Someone allegedly tried to fly explosive drones into a UFC cage-fighting show staged on the White House lawn and then shoot people as they ran for their lives. Eight men have now been indicted on murder and terrorism conspiracy charges. And yes, every single word of that sentence is real.
The Plot Was Exactly as Ugly as It Sounds
According to The Guardian, the indictment was returned in Ohio and charges all eight defendants in two separate conspiracies: one to provide material support to terrorists, and a second to commit murder on federal government territory and to murder a federal government official. This isn't a misdemeanor. This is the full menu.
One defendant reportedly told investigators that the plan was to fly explosive-laden drones directly into the event, then pick off panicked crowd members with rifles as they scattered. If you were wondering how dark the fringe of American political life has gotten, there's your answer. They were going to use the chaos they created as a kill zone.
The group allegedly started assembling in May, amassing money, firearms, ammunition, body armor, explosives, drones, medical equipment, and communications equipment. Medical equipment. They packed a field kit. These were not impulsive guys. They planned.
Freedom 250, Meet Freedom-From-Freedom
The target was Trump's UFC cage-fighting event at the White House, a spectacle dubbed "Freedom 250." The Guardian reports that on June 10, law enforcement learned of a possible threat to the event, four days before the mixed martial arts extravaganza was scheduled to go ahead. Authorities moved fast enough to catch most of the conspirators that same weekend.
Tycen C. Proper, 19, of Danville, Ohio, and four others were arrested in Missouri, Nebraska, and California during the event weekend. Two more were picked up by the FBI about a week later in Washington and Missouri. That's seven. The eighth defendant, Chandler D. Scaggs, 21, of Chapmanville, West Virginia, was charged and arrested this week.
The justice department previously announced federal charges against seven members of the group, noting they came from across the country, including Ohio, Missouri, Washington, Nebraska, and California. Officials said the defendants harbored fringe conspiracy theories and hoped the attack would destabilize the government. Which tracks. Nothing says "stable government" like a drone strike on a UFC event at 1600 Pennsylvania Avenue.
The Guy Who Didn't Get the Memo That It Was Over
Scaggs is the one who really stands out in this particular rogues' gallery. According to an affidavit cited by The Guardian, he was allegedly assigned to be one of the snipers in the attack. When Proper was arrested and communication went dark, a normal person might have taken that as a sign to stay home and reconsider their life choices.
Scaggs allegedly did not do that. The affidavit says he signaled to the group that he was still willing to go through with the attack and arranged to travel to the event with another co-conspirator. He was apparently waiting for Proper to pick him up, lost contact when Proper got arrested, and then just... found another ride.
That is a level of commitment that is genuinely terrifying. The operation had visibly collapsed around him and he was still trying to get there. That's not a radicalized guy hedging his bets. That's a true believer who needed someone to stop him, and thankfully, someone did.
Who Are These People, Exactly
The justice department says the group members harbored fringe conspiracy theories and believed their attack would destabilize the U.S. government. Specific ideological affiliations have not been the focus of the charging documents as reported so far, but the geographic spread of the group is striking. Ohio, Missouri, Washington, Nebraska, California, and West Virginia. This wasn't a local cell. They found each other.
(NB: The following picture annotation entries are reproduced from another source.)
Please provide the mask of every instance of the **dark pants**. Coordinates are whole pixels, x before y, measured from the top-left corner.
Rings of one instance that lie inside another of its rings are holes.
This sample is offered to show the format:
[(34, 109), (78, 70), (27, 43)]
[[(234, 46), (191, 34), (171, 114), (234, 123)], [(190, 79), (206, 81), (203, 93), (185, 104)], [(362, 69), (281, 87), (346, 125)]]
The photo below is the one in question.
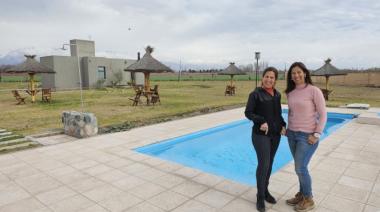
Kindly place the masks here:
[(280, 144), (280, 139), (280, 135), (266, 136), (252, 133), (252, 144), (256, 150), (258, 162), (256, 169), (256, 182), (257, 195), (259, 197), (264, 197), (265, 192), (268, 190), (269, 177), (272, 172), (273, 160), (278, 145)]

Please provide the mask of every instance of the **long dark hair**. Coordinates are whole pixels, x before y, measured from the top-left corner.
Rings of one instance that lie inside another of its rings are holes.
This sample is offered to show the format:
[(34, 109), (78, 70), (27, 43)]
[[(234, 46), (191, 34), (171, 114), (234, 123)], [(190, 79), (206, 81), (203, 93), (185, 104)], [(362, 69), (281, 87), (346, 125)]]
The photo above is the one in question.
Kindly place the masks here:
[(286, 89), (285, 89), (286, 94), (292, 92), (292, 90), (294, 90), (296, 88), (296, 84), (292, 80), (292, 69), (294, 67), (298, 67), (298, 68), (302, 69), (303, 73), (305, 74), (306, 85), (309, 85), (309, 84), (312, 85), (313, 84), (313, 82), (311, 81), (311, 77), (310, 77), (310, 71), (306, 68), (305, 64), (303, 64), (301, 62), (294, 62), (289, 67), (288, 74), (286, 76)]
The fact that this was stopped before anyone was hurt is a credit to law enforcement. The fact that eight people from multiple states coordinated a plan this elaborate, this lethal, and this specific is the kind of thing that deserves more than a brief. It deserves serious, sustained attention. Watch this case.
The Dingo Take
Here's the thing about staging a UFC event on the White House lawn: it is, by any traditional measure, an absolutely unhinged thing to do. It is also, apparently, the kind of thing that attracts people who are themselves absolutely unhinged, except they want to blow it up rather than watch it. America contains multitudes.
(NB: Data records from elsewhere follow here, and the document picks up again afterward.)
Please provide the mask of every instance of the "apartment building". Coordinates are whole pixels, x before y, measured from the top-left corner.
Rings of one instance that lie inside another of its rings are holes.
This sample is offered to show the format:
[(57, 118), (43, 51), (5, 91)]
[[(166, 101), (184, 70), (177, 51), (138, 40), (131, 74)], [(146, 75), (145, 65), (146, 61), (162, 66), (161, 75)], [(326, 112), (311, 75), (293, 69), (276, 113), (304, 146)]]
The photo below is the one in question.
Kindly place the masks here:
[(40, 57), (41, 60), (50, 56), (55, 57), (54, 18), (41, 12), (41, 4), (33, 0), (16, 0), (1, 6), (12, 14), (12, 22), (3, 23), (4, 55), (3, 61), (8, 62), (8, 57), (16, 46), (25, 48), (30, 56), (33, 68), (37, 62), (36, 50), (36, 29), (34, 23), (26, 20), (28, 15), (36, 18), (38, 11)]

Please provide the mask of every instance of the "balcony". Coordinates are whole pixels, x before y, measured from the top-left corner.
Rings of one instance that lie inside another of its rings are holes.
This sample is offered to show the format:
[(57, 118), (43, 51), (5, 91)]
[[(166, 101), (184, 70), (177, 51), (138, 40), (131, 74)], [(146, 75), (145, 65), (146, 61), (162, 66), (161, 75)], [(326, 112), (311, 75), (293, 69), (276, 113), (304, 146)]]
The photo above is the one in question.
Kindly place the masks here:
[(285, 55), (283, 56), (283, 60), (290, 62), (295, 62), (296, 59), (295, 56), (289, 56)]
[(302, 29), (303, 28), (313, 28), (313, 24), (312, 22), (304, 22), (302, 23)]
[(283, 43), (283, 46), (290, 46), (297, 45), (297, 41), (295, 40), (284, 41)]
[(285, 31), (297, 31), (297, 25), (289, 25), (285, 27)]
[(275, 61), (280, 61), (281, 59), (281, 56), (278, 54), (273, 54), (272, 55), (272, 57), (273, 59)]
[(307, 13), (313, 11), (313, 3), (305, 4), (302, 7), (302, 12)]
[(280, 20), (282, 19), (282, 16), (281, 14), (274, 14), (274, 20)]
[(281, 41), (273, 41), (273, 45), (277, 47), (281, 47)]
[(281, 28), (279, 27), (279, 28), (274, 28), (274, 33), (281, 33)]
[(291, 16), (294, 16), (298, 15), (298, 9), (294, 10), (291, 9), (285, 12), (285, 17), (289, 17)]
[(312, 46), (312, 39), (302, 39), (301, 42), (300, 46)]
What we're looking at here is a coordinated, multi-state terrorism conspiracy that was stopped by sheer luck of timing and good law enforcement work. Eight people. Multiple weapons categories. A detailed operational plan. A guy who kept trying to get there after his co-conspirators were already in handcuffs. The infrastructure of mass political violence doesn't appear overnight, and it doesn't appear in a vacuum.
The White House UFC show was a spectacle designed to project strength and showmanship. What it actually attracted was a murder plot detailed enough to include a medical kit. Somewhere in that irony is a story about what this political moment has done to the country's collective mental state. Nobody comes out of that story looking good. The eight defendants will face justice. The broader conditions that produced them are still very much with us.